Gonsalves further said polls indicate a victory for an outfit led by former dictator Desi Bouterse in elections being held in Suriname on Tuesday.

He said these developments where taking place amidst the global financial crisis.

Gonsalves said the coalition, even before its victory, had reassured him of its commitment to regional integration.

“That is the issue which concerns me most. Internally in Trinidad and Tobago, that is for the people of Trinidad and Tobago. Naturally, I would be concerned about the issues of regional integration and I am happy to hear that they have a policy commitment in the regard,” he said. (Follow I Witness-News on Facebook)

But Gonsalves would undoubtedly be concerned about the new government’s position on his “coalition of the willing”, a group of nations, including Cuba, Mexico, Venezuela, Taiwan, and Trinidad and Tobago, partnering to build an international airport in St. Vincent.

This was among the “specific matters” on which Gonsalves said his government “would need clarification very early”.

Gonsalves anticipates continued warm relations between SVG and Trinidad and Tobago.

He also mentioned Trinidad and Tobago’s continued role in a successor company to the cash-strapped British American Insurance Company.

Regional governments were discussing with Trinidad and Tobago a possible US$100 million investment in the new entity.

“We had gone some long way on this,” Gonsalves said. (Go to the homepage to subscribe to I Witness-News)

He further said that he would want to discuss with the new administration existing bilateral agreements between Trinidad and Tobago and St. Vincent and the Grenadines (SVG), including “further assistance in relation to the airport”.

The international airport under construction in St.

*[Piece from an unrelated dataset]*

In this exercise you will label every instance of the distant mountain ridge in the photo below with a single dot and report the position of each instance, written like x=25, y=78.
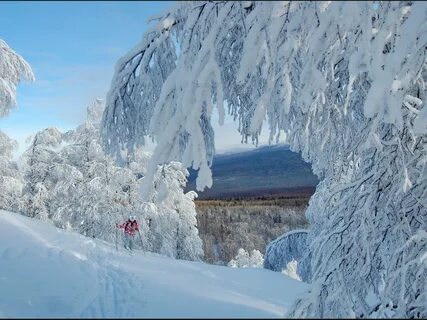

Vincent is a major component of Gonsalves’ Unity Labour Party administration, which is due to face the electorate before March 2011 to seek a third consecutive term in office.

He said he was confident that the “excellent relations” between Trinidad and Tobago and the Organisation of Eastern Caribbean States (OECS) and SVG would continue under the new government.

Gonsalves however said it may take a while to build with Bissessar the type of relationship he had with Manning, his university friend.

“Kamla seems to be full of energy and I am looking forward to having excellent relations with her. She has a personality that I think I would fall in love with. She is bubbly, she is a Caribbean woman. I don’t see any difficulties,” Gonsalves said.

Bissessar, a 58-year-old lawyer, is heading towards becoming the first female prime minister of the oil-rich twin-island republic.

Incumbent Prime Minister, Patrick Manning, gambled and lost when he called snap elections two and a half years ahead of schedule.

Preliminary results indicate that People’s Partnership, a combination of five opposition parties and trade unions, won 29 seats.

Manning’s People’s National Movement (PNM) won the remaining 12, losing 14 of the 26 seats it held in the Parliament it led for the past eight years.